Squeezing his eyes, Titus could not help but imagine that sight: he and Amy standing before one of those circuit riders or civil justices speaking marriage words to them out of the Holy Book.
“—then all there is after that is deciding on where we’re gonna live till you and your pa get to raising up our own place for us to live in.”
“Where?”
Amy looked at him hard, her gaze showing she realized he had not been paying her the heed due her as the mother of his child. “Yes, Titus. Either here with your folks, or over to mine. We’ll have to thrash that one out atween us all.”
“I don’t know about living here—”
“No matter. We’ll make room for ourselves, wherever we are,” she said with that air of confide
nce exuded only by one who is nearly shed of her teens. “Just you think about finishing your education, Titus Bass. Our children gonna be counting on their father. So you think about getting this last year of school learning under your belt so you can put your mind to helping your pa with the family farming.” She extended her arm in a slow arc across the yard, cabin, barn, and outbuildings. “One day this all be yours … ours. But first you finish up your schooling.”
He looked up to find his father coming across the yard toward them, walking as if with a real purpose. That soured his milk all the worse—already Titus was in no mood to have someone yanking on his rope, Amy or his pap. Here a woman was wrapping him tighter and tighter, not to mention that his father kept him fenced in, no different than if he was that milk cow held prisoner in her tiny pen. It rankled him, the way Amy had taken to preaching at him. The same as his father did: about responsibility and family and the land, and responsibility all over again.
“How do, Amy,” Thaddeus Bass called out as he came to a halt.
“Mr. Bass. Nice to see you, sir.”
“Titus,” he said, turning to his son, “I come to tell you not to be out too late tonight.
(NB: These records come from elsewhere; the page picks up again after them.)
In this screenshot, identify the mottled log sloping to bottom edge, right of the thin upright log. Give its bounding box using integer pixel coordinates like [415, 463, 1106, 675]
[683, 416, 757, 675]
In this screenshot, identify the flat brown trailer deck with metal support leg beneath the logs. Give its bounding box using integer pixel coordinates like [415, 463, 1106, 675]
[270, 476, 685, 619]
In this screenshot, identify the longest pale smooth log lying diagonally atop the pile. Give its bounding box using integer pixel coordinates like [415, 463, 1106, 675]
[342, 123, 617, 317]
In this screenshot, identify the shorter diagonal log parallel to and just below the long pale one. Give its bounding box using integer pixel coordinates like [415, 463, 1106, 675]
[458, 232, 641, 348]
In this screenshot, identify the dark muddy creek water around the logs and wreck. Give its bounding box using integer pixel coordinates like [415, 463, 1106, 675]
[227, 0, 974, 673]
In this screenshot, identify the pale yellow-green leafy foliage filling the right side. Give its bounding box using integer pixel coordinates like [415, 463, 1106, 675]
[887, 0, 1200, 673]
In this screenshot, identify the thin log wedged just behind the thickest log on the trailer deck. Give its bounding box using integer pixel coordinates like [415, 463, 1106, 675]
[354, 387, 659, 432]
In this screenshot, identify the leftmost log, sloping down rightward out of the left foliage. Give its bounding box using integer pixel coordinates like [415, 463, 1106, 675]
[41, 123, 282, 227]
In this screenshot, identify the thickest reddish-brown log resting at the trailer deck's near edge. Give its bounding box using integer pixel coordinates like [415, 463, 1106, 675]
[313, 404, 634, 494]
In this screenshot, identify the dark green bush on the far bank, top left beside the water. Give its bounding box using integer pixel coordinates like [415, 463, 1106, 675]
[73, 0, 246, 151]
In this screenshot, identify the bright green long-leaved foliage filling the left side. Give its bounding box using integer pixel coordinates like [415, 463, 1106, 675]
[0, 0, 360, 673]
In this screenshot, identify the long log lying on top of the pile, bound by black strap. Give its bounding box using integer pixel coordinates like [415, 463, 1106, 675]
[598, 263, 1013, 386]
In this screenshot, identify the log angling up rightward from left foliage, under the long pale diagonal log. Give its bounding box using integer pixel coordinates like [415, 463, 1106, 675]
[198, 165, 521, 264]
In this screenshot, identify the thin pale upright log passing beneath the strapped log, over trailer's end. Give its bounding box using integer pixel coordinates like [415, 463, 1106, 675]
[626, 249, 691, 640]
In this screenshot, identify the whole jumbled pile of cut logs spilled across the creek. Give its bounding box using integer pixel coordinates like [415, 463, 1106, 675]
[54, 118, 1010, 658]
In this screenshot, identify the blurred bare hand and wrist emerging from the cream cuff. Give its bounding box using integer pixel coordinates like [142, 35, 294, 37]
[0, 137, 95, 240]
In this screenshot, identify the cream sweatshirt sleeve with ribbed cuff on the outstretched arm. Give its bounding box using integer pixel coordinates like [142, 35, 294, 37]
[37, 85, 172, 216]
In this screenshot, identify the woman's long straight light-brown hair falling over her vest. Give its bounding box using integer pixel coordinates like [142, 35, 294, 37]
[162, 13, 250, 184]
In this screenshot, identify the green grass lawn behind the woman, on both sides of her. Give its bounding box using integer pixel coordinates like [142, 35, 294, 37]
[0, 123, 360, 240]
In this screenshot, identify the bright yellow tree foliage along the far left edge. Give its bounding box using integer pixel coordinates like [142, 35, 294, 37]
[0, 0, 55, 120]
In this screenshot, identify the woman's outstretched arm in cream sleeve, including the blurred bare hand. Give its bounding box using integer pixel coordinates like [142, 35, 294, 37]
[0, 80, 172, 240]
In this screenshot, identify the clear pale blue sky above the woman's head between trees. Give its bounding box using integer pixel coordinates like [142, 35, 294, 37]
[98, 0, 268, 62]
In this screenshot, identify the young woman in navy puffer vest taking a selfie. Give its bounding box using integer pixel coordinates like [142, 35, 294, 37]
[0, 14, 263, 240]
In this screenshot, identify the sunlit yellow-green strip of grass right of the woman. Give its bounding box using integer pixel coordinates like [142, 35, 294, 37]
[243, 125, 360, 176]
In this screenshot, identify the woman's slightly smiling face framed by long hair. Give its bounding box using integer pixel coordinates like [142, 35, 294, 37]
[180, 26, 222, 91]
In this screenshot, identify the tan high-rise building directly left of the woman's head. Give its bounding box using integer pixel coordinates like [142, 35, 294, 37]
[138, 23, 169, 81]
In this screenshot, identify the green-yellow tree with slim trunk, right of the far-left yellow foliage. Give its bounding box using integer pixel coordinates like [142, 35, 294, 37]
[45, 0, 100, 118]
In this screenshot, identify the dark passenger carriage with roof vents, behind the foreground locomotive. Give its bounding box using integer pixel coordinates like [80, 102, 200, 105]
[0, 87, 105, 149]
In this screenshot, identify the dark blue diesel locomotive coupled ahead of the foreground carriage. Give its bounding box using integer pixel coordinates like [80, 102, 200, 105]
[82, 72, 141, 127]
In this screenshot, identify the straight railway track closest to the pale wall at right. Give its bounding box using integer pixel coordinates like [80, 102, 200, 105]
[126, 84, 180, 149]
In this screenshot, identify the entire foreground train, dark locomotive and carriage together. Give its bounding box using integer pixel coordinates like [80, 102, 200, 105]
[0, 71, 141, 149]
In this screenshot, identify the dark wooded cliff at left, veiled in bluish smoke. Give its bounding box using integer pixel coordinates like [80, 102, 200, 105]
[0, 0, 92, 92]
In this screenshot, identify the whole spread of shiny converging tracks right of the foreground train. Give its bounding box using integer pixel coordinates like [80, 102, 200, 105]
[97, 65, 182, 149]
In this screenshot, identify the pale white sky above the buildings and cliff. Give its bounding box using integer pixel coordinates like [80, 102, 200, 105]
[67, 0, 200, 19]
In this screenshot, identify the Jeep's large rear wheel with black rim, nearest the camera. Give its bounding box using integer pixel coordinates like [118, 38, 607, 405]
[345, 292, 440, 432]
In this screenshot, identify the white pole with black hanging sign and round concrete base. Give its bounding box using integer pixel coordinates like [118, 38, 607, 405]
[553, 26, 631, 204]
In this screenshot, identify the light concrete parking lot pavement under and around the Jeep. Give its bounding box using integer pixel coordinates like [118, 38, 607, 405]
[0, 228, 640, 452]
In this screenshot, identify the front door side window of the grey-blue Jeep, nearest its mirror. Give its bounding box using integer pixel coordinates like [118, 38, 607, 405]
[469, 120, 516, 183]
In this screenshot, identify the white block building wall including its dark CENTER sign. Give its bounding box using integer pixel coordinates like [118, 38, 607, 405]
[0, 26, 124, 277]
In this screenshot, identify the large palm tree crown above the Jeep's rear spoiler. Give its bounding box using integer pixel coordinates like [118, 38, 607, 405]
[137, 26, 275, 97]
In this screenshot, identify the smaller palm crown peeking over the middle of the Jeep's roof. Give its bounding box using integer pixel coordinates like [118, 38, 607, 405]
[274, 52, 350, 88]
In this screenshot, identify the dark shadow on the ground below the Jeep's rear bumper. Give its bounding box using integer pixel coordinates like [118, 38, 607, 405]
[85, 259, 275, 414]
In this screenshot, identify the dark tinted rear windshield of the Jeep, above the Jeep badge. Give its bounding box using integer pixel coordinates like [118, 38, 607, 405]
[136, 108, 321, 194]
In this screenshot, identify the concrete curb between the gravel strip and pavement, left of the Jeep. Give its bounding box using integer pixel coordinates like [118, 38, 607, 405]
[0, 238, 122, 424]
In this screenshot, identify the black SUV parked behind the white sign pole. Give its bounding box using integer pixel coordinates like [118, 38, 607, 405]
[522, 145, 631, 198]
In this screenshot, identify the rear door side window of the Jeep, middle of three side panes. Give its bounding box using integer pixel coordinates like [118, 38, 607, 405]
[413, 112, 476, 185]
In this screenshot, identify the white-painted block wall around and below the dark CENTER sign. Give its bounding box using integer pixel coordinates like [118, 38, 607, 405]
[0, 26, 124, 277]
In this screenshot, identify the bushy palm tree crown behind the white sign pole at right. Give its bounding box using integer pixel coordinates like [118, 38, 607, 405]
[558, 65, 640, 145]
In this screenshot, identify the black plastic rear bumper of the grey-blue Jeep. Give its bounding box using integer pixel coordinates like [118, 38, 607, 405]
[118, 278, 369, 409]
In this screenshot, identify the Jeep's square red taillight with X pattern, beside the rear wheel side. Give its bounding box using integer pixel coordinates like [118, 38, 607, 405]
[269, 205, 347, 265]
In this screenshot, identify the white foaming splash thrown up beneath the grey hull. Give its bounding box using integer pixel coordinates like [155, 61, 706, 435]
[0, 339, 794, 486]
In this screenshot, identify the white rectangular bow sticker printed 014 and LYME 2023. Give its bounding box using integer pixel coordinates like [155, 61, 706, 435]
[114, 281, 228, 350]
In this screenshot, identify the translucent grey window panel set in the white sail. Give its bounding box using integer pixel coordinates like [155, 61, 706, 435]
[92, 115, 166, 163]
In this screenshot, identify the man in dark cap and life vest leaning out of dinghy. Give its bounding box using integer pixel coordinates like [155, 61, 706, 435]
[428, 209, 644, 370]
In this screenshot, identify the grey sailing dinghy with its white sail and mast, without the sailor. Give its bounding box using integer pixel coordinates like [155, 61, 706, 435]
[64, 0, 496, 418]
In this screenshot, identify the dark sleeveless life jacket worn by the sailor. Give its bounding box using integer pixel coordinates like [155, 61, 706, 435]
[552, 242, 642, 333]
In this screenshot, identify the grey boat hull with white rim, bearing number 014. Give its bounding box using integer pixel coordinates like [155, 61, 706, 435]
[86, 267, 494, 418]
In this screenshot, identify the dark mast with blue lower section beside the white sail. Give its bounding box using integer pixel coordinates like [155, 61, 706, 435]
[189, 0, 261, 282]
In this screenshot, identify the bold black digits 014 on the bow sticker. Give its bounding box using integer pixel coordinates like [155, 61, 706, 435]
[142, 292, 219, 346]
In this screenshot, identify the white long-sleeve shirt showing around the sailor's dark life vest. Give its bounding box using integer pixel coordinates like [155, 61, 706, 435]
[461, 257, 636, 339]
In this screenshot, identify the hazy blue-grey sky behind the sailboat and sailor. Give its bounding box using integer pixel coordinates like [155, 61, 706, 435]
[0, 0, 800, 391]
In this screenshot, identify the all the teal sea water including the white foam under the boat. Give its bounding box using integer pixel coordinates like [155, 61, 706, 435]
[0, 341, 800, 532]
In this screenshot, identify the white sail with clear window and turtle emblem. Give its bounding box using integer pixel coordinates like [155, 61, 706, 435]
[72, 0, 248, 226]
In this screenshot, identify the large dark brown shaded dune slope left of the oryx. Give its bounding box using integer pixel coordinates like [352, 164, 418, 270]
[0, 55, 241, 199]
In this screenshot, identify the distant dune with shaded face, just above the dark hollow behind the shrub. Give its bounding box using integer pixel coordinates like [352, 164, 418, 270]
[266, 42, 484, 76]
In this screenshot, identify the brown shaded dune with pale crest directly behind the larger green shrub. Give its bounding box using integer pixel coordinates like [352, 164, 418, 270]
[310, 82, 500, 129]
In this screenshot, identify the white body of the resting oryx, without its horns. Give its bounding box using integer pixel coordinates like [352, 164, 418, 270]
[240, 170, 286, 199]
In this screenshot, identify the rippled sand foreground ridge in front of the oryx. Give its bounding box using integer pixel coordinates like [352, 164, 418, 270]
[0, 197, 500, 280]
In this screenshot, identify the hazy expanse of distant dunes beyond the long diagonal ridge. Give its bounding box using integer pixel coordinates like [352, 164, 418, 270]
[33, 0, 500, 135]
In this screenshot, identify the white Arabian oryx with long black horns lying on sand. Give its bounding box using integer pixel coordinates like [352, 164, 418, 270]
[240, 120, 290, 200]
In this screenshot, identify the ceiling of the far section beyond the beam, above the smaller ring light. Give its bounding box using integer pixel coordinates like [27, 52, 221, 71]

I want you back in the fields tomorrow.”
He looked at Amy quickly. “Tomorrow?”
“I want you to finish up that stump work afore you go back for any more of that school business.”
For a heartbeat he felt elation that his father was giving his permission to stay off from school. But that elation burst just like a bubble in his mother’s lye soap when he realized the substitute would be farmwork.
“That’s a lotta work,” Titus grumped.
“Not if you get after it the way I know you can. I need that field cleared so I can turn the ground afore winter. Lay it fallow to catch as much rain and snow as the sky will give us this winter. Planning on planting over there come spring—so I need to have that ground turned afore winter.”
He sighed, his head sagging between his shoulders, feeling his father’s eyes on him, waiting for an answer, judging.
“You can forget your hunting till the work’s done, Titus,” Thaddeus declared impatiently. “I put your grandpap’s rifle in the corner by the fireplace, and there it’s gonna stay till the stumps is all pulled.”